Untangled arose from a search for ethical human hair extensions. “We ended up finding out there’s no regulations or standards for human hair exensions,” says Johnson. Lacking regulation, the hair extension industry is riddled with exploitative practices. Poor women often in devastated conflict zones are attacked and their hair is cut off or they’re paid a pittance to fuel a multibillion-dollar global trade. Johnson says, “There’s a lot of abuse that happens when it comes to sourcing human hair extensions. Untangled came from a need to educate people. It’s a passion for us.”
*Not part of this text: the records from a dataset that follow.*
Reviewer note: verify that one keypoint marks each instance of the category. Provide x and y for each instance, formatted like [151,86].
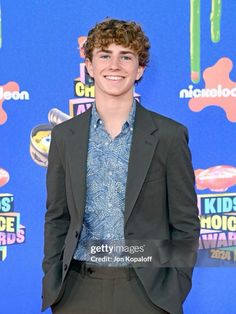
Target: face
[115,70]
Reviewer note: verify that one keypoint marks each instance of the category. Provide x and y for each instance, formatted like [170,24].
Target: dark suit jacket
[160,205]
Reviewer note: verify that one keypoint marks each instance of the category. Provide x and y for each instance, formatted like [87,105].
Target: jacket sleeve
[57,216]
[183,211]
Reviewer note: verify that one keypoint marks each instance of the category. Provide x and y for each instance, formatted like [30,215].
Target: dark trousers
[104,290]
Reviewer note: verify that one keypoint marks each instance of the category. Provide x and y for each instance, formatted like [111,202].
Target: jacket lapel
[144,142]
[77,155]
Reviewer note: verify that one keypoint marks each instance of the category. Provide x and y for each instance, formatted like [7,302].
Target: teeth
[116,78]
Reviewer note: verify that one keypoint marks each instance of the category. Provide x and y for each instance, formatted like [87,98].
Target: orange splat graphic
[215,76]
[9,87]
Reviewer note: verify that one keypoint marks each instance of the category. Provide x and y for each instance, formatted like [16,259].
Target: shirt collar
[96,120]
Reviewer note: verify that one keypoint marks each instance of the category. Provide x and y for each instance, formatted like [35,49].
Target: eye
[126,58]
[104,56]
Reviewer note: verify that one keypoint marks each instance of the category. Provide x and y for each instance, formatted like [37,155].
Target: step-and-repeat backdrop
[191,78]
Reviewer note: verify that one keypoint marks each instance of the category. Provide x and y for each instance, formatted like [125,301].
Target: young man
[119,173]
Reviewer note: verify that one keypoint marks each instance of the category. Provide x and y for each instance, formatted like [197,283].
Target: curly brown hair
[124,33]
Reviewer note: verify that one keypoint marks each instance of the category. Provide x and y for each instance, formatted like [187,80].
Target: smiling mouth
[114,77]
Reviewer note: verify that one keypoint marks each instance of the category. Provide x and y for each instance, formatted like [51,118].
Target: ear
[89,67]
[140,72]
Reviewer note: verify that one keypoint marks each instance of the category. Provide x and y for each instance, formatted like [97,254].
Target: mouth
[114,77]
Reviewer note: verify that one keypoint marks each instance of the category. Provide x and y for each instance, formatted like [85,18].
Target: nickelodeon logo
[207,92]
[10,91]
[219,90]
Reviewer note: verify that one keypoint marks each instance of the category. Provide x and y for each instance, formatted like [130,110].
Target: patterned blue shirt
[107,169]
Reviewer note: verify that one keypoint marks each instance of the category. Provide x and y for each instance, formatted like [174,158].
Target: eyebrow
[123,52]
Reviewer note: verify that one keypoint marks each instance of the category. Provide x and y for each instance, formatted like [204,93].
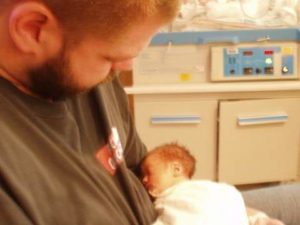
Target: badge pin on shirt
[112,153]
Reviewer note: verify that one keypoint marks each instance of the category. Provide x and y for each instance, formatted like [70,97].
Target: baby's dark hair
[174,152]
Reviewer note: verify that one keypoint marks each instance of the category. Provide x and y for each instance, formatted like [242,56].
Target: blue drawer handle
[268,119]
[175,119]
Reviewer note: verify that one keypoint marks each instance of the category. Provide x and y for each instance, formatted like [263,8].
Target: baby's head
[165,166]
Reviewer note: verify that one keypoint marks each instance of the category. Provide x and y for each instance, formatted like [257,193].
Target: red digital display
[269,52]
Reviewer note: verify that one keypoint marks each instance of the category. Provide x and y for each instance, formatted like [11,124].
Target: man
[68,148]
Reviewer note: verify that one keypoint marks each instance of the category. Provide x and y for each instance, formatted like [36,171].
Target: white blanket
[201,203]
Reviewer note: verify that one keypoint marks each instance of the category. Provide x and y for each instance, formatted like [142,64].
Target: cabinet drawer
[190,123]
[259,140]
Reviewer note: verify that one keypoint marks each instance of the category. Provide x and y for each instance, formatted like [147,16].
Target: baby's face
[157,176]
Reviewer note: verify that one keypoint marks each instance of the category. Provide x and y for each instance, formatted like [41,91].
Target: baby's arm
[257,217]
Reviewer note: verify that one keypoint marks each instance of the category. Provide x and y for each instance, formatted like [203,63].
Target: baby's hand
[268,221]
[262,219]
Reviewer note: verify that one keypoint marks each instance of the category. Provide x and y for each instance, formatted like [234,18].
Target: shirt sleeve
[135,149]
[12,213]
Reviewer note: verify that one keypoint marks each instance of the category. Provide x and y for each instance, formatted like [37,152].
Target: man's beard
[54,80]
Untangled’s synthetic hair extensions range mostly from $55 to $75 depending on the length, weight and color. “We went through numerous manufacturers to find high-end synthetic fiber hair extensions. They can be heated, which means you can use your hair tools on them, and they don’t feel plasticky and fake,” says Johnson, adding the brand’s target demographic is women aged 24- to 35-years-old. “These women don’t know where their hair extensions are coming from, and they don’t want to be part of the problem, they want to be part of the solution. We just want to make a difference. Even if we could change the way 10 people are buying hair extensions, we will take those 10 people any day.”
Basis crafted Ivy Leaf’s and Untangled’s packaging to look good at the times their products aren’t in use. The designers Annie Grandon and Jamison Reisbeck gave Ivf Leaf abstract patterns in black, and muted blue and blush. “We didn’t want every package to be printed the exact same,” explains Johnson. “Everybody is different, and we want people to feel they are beautiful regardless of who you are, and we don’t want people to feel they have to conform to a specific type of person.”
“There was this period where people were saying retail is dead, but I generally don’t believe that, and I have never believed that.”
Untangled’s synthetic hair extensions arrive at customers’ homes in clear, grayish blue or yellow zipped bags that can be held up to the head prior to opening. Once they’re opened, the extensions can’t be returned. They are shipped in a hard, yellow magnetic box for storage. “We want women to feel comfortable leaving it out and not to worry about hiding it if guests come over,” says Johnson. Reisbeck collaborated with designer Tara Avery on Untangled’s packaging.
Aimed at consumers 30-years-old and above, The Core has its collagen powders, BHB capsules, and hair, skin and nail gummies available on Amazon for $25 to $45. AutoBrush is on Amazon, too, and Untangled and Ivy Leaf will enter the Amazon fray, but The Core has the strongest focus on Amazon among the brands. “For any brand, if you are not on Amazon or trying to be on Amazon, you are not doing it right,” says Johnson. “Other brands who are your competitors can bid on your key words and get your business, so you might as well be there.”
E-commerce and social media are certainly Basis’s expertise, and the firm is ramping up its micro-influencer program to spread the word about Untangled and Ivy Leaf. However, Johnson envisions the brands having extensive retail presences to complement their digital operations. She points to the retailers Sephora, Ulta Beauty, Anthropologie and Free People, and subscription boxes Birchbox, Ipsy and FabFitFun as on Ivy Leaf’s distribution wish list.
“I’ve been in the e-commerce world now for nine years, and there was this period where people were saying retail is dead, but I generally don’t believe that, and I have never believed that,” says Johnson. “Do I believe the best strategy for these brands is strictly online or in retail? No, it’s going to be a combination of the two. You will always find people who prefer to shop in store versus online.”